Grâce à l'intelligence nous comprenons la nature des choses,
les causes des phénomènes observés, les raisons de certains comportements de nos semblables comme aussi de
nous-mêmes.
Or, nous 'n'assignons évidemment aucune fin à la machine ou à l'organisme dont nous avons expliqué
le fonctionnement.
Pas davantage à l'homme dont nous avons compris la conduite.
Sans doute, en observant les hommes et en nous observant nous-mêmes, nous distinguons des tendances vers
certaines fins.
Ces tendances, nous les constatons, ce n'est pas nous qui les avons implantées en nous ; ces fins
nous attirent sans que nous nous les soyons assignées, et souvent malgré notre vrai vouloir.
Nous pouvons, il est
vrai, grâce à l'intelligence ou à la raison, comparer entre elles ces tendances et ces fins, établir une hiérarchie,
déterminer celles qui sont préférables...
Mais d'après quel critère se fera cette détermination ? Nous le savons par
l'histoire des doctrines : suivant qu'on interroge Épicure ou Marc Aurèle, Durkheim ou Bergson, la réponse sera bien
différente ; signe qu'elle ne vient pas de la seule intelligence, laquelle devrait aboutir à une vérité identique pour
tous.
D'ailleurs, à supposer que l'intelligence ou la raison parviennent à fixer une hiérarchie des fins admise par tous les
esprits, il resterait à nous assigner la fin qui devrait diriger notre action.
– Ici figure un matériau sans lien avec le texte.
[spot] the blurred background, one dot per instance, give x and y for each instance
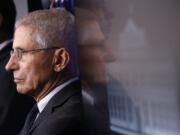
(129, 64)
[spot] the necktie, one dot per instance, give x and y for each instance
(30, 120)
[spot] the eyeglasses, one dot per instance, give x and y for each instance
(19, 52)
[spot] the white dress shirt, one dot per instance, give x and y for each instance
(43, 102)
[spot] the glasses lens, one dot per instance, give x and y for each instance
(18, 54)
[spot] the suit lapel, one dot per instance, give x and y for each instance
(57, 101)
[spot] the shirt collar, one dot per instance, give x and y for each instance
(5, 43)
(43, 102)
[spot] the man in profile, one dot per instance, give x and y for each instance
(44, 66)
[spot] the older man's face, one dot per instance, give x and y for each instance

Car « assigner » dit plus que « constater ».
L'individu à qui on assigne une résidence, n'est pas libre de s'établir ailleurs.
L'assignation oblige.
Or, à supposer que
nos puissances cognitives puissent déterminer quelle est la fin la plus conforme à notre nature ou même la plus
désirable, on ne voit pas comment elles pourraient nous obliger à y tendre.
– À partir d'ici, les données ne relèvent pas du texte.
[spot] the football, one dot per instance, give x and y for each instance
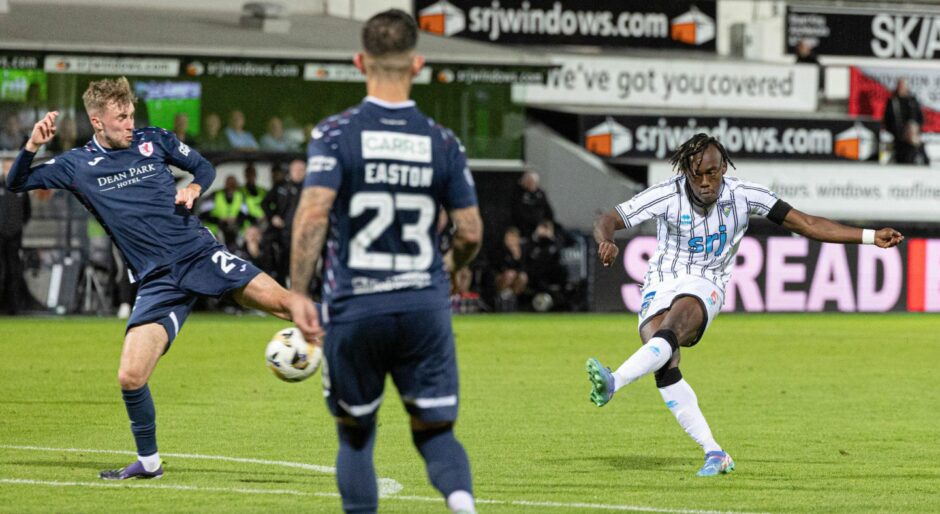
(291, 357)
Dans le domaine moral, comme d'ailleurs dans les autres — technique, économique, politique...
—, le rôle des
fonctions rationnelles se borne donc à calculer les moyens d'atteindre les fins visées.
Pour assigner l'une ou l'autre
de ces fins à l'activité humaine, il faudrait, semble-t-il, l'intervention d'une autorité supérieure ayant le pouvoir de
commander.
II.
- RIEN, EN DEHORS D'ELLE, NE PEUT NOUS ASSIGNER DES FINS
Nous venons d'évoquer Dieu qui, pour la grande masse de ceux qui se conduisent d'après des principes moraux,
fonde l'obligation.
Mais si ce fondement peut suffire à une bonne chrétienne, le philosophe et même quiconque
réfléchit ne saurait s'en contenter.
Resterait à savoir, en effet : d'une part, pourquoi Dieu nous assigne une fin déterminée ; d'autre part, pourquoi nous
devons obéir à Dieu.
Si nous pouvons nous poser ces questions et y répondre, c'est parce que nous sommes doués
de raison, en sorte que le dernier mot revient à la raison et non à Dieu.
Or, nous l'avons dit, la raison perçoit des
faits et des rapports ; elle n'impose rien.
C'est pourquoi en fondant l'obligation sur l'autorité divine, on a
implicitement en vue les sanctions dont, comme l'autorité humaine, Dieu dispose contre ceux qui contreviennent à
sa loi.
Par suite, dans une éthique strictement théologique, l'activité morale ne serait motivée que par la crainte de
l'enfer, de même que la crainte du gendarme et de l'échafaud freine les impulsions à la délinquance.
On ne saurait, évidemment, reconnaître de valeur morale à des fins poursuivies pour des motifs aussi intéressés.
Ce que nous venons de dire d'une morale strictement théologique vaut aussi, à plus forte raison, d'une morale de
genre sociologique, que la société qui assigne les fins de notre action soit la nation, la patrie, la race, l'humanité...
En effet, cette assignation donne lieu aux mêmes pourquoi, et c'est aussi la raison qui les pose et qui y répond.
Ici
encore, de pourquoi en parce que et de parce que en pourquoi, nous sommes amenés à reconnaître le dernier mot à.